The full four-box dCS Vivaldi system embodies what high-end digital audio should be all about. It is complex, beautifully made, endlessly functional through its myriad of connection options and of course, very expensive. Unlike so many high-end products though it is refreshingly free of bling, preferring to reflect what modern day dCS are all about through its different sculptured front panels, super in-house design, build quality, and of course its remarkable musical abilities.

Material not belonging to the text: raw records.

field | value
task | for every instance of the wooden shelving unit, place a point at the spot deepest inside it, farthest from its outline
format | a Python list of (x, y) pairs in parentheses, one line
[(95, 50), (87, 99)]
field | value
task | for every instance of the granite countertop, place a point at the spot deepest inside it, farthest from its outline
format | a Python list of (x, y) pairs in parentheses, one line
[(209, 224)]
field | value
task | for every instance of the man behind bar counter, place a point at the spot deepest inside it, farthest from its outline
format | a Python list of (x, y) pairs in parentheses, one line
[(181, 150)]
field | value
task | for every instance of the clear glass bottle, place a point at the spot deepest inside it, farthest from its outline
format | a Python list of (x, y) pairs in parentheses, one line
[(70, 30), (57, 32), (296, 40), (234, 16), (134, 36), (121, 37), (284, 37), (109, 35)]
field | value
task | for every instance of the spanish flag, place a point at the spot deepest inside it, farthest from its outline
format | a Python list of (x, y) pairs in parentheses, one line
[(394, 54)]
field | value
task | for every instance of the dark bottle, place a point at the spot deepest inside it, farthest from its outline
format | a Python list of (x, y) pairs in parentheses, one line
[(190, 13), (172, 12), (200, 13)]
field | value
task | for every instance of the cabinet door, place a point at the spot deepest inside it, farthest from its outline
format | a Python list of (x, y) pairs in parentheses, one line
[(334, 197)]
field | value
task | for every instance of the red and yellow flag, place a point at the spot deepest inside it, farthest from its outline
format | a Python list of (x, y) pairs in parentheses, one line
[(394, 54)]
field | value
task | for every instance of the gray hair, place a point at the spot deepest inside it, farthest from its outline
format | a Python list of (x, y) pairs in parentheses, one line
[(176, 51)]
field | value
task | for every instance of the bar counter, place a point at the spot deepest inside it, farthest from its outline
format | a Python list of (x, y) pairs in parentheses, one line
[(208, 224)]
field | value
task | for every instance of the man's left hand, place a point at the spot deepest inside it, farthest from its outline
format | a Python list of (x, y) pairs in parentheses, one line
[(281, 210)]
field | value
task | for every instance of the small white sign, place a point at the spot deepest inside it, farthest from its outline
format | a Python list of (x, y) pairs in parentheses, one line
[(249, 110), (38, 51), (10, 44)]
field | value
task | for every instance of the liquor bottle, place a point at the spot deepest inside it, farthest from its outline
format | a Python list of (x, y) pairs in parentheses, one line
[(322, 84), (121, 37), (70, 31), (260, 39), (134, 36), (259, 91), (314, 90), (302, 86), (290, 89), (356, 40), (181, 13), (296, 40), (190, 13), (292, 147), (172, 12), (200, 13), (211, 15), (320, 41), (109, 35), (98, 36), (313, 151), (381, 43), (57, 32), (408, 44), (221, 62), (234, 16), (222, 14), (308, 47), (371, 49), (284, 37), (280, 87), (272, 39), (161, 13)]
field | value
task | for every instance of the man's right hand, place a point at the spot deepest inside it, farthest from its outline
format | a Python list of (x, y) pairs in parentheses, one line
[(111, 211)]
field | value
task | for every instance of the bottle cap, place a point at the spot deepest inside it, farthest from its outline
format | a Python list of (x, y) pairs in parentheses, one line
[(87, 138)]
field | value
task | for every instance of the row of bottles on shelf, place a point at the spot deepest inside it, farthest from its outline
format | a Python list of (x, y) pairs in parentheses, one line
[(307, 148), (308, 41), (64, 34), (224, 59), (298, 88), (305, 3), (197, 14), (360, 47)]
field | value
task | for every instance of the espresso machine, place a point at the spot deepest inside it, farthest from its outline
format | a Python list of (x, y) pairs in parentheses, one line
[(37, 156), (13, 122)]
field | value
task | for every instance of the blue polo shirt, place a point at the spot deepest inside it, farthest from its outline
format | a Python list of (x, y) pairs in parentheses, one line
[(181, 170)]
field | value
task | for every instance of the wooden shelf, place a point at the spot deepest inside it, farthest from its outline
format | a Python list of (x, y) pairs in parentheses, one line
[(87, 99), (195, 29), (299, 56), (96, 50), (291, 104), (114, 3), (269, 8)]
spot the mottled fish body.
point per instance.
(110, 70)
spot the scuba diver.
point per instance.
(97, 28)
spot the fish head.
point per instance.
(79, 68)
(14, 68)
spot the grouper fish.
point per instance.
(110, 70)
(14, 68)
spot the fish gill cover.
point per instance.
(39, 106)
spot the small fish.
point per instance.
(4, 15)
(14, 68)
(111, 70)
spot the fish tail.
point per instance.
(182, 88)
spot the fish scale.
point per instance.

It’s been with us a few years now and I first reviewed it, over a couple of issues, just after its release. Those twin articles were really about its capabilities as a CD player and a digital hub. I moved up from a straight transport and DAC, before adding the clock and finally the Upsampler. This enabled me to stream files from external drives. Each additional box brought extreme improvements, though not necessarily of the kind I was expecting. Both the clock and the Upsampler built on the solid foundation of the DAC and transport, and what followed was a glorious and memorable period of musical involvement that had interesting repercussions for me as I learned that so many of those CDs I had thought of as being poor in sound quality, either recording, mastering, or transfer-wise, suddenly became musical revelations with a new life and relevance that took me completely by surprise.
Earlier this year Vivaldi was improved through a series of software updates and a hardware change to the Upsampler. I had never heard of any Vivaldi owners complaining about the existing performance, but when I got to hear what dCS had come up with I understood that, as far as CD replay was concerned at least, the company had moved the Vivaldi system onto an entirely new performance level. In fact, I soon realised that what they’ve actually done is launched the whole system into the stratosphere of digital playback. This is no minor update but rather, a new performance level entirely.
The hardware upgrades are within the upsampler and consist of completely new network and carrier boards. Sounds pretty straightforward doesn’t it? Actually it is far more significant as these changes have really focussed the whole prospect of the Vivaldi 2.0 as a musically convincing digital hub. From a personal point of view, I have had doubts about what I had been hearing streamed from external drives for quite a while. Yes, I had heard some decent stuff but, if I had a stored file and the CD I would shrug my shoulders and reach for the latter. Even with discs I had ripped myself, there was a downbeat edge to music, accompanied by a softening of dynamics and a real fall-off in colour and textures. The music was there but the magic had gone. I know that many people have been pretty satisfied with the state of play but all I can say was that these sources, with a few notable exceptions, always seemed second-rate to me. After getting that original Vivaldi at home and understanding the way it dealt with real musical issues, I was more convinced than ever that my listening future was going to be CD-based for the foreseeable future.
But, at a stroke dCS and the Vivaldi 2.0 system have completely changed my mind and my listening habits and that, to me, is no small thing.